How to Make Uncomfortable Your New Comfortable
We spend a lot of time and money on comfort. We search for the right pillow, the right chair, the right shoes (although my stiletto-wearing friends will disagree with that one).
And yet, many of the best things for us make us uncomfortable. The doctor's visit where we calibrate our health . . . taking a walk even if we're tired. . . finishing the taxes tonight instead of waiting until the last minute.
My job often involves making people uncomfortable. As a leadership & workplace coach, clients hire me to challenge them to take action toward things like building a better work experience, creating stronger career prospects or making more meaningful choices about how they use of their time and talents. And the only way to do that is to get really, really uncomfortable.
Discomfort is where the growth comes from. As a gardener, I think about the example set by a seed. How tough it must be to crack open its hard shell and push through the chilly spring ground.
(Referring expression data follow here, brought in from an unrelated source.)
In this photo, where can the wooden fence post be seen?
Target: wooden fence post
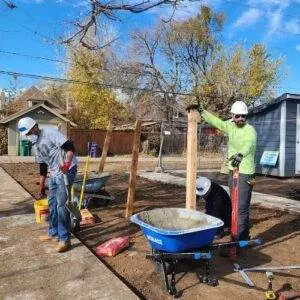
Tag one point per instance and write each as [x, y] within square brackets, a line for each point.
[134, 166]
[191, 166]
[105, 147]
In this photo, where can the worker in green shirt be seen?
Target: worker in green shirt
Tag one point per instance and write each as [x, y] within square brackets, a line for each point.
[241, 151]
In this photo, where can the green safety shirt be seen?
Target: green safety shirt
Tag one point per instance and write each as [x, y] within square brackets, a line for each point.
[240, 140]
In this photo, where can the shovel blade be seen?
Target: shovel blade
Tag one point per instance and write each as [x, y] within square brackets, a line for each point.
[72, 209]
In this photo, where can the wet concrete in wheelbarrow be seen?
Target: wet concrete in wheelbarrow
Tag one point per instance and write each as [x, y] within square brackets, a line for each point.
[279, 230]
[171, 219]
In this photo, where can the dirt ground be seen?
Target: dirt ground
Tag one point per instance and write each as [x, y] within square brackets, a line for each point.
[279, 231]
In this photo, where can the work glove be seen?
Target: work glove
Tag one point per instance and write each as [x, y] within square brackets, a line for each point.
[236, 159]
[65, 167]
[198, 106]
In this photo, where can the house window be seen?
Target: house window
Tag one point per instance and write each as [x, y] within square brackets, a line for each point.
[176, 114]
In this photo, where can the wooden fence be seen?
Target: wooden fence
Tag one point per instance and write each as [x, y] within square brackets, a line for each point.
[120, 143]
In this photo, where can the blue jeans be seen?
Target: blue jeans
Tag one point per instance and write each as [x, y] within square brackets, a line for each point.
[244, 198]
[59, 217]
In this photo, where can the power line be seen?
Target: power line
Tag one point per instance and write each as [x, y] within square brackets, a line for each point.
[32, 56]
[62, 61]
[72, 81]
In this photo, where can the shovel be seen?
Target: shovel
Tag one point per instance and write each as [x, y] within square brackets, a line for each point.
[72, 209]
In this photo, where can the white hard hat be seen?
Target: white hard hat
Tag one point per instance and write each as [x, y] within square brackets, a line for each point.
[25, 124]
[202, 185]
[239, 108]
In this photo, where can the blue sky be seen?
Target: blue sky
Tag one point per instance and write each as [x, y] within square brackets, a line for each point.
[34, 26]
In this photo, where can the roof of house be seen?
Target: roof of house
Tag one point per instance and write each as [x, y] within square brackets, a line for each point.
[25, 111]
[273, 102]
[21, 101]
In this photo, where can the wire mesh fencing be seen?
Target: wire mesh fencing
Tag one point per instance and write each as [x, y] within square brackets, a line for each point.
[171, 145]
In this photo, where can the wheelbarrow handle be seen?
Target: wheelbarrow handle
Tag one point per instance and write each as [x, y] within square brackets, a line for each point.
[240, 244]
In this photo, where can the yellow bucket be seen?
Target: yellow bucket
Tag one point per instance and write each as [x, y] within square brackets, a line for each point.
[41, 209]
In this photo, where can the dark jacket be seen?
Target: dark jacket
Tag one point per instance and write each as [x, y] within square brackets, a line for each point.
[218, 204]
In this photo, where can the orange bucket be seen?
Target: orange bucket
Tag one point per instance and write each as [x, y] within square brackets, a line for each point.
[41, 209]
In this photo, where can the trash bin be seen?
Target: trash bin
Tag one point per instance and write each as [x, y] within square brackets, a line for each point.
[25, 148]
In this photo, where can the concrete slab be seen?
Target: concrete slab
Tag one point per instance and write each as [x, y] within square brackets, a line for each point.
[34, 270]
[265, 200]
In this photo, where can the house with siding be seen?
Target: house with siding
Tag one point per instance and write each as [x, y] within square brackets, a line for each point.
[278, 134]
[35, 104]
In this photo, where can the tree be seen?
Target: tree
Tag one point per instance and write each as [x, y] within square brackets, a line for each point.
[195, 61]
[250, 76]
[173, 57]
[110, 10]
[95, 102]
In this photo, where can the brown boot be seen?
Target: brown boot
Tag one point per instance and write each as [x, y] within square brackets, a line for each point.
[63, 246]
[48, 238]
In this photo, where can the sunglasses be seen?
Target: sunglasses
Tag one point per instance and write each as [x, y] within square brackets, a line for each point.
[240, 116]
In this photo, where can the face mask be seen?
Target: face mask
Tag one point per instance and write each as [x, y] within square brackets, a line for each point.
[33, 138]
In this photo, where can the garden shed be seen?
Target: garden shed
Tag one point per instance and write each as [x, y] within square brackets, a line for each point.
[45, 116]
[278, 136]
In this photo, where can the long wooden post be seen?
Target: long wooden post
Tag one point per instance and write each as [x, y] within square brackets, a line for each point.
[191, 166]
[105, 147]
[134, 166]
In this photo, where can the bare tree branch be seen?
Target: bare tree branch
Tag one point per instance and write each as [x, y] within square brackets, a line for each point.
[110, 10]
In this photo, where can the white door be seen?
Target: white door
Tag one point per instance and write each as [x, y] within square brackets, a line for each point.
[297, 166]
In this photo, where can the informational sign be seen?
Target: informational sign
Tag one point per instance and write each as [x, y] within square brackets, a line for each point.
[269, 158]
How uncomfortable it has to be to burst through the topsoil in a desperate effort to find the sun. But that is the only path to growth.
If you're someone who wants to keep growing and sprouting new leaves in your work or life, it's time to make uncomfortable your new comfortable. But how? Here are three ways:
1. Notice Your Comfort Catches
We can't create discomfort if we keep deferring to our comfort routines. Do you opt for silence in disorganized team meeting instead of asking, "Guys--how can we get more organized?" Do you stay in the same job or career because others have said "you've got it great"?
What's your comfort catch? Notice the times when you long for change, but hear yourself saying "yes, but. . . " Your "buts" are great clues that you're in a comfort catch!
Our comfort routines are there because, well, they keep us warm and safe, which is a lovely place to be--for a while. But as the old saying goes "A ship in port is safe--but that's not what ships are for." What's waiting inside you, ready to launch?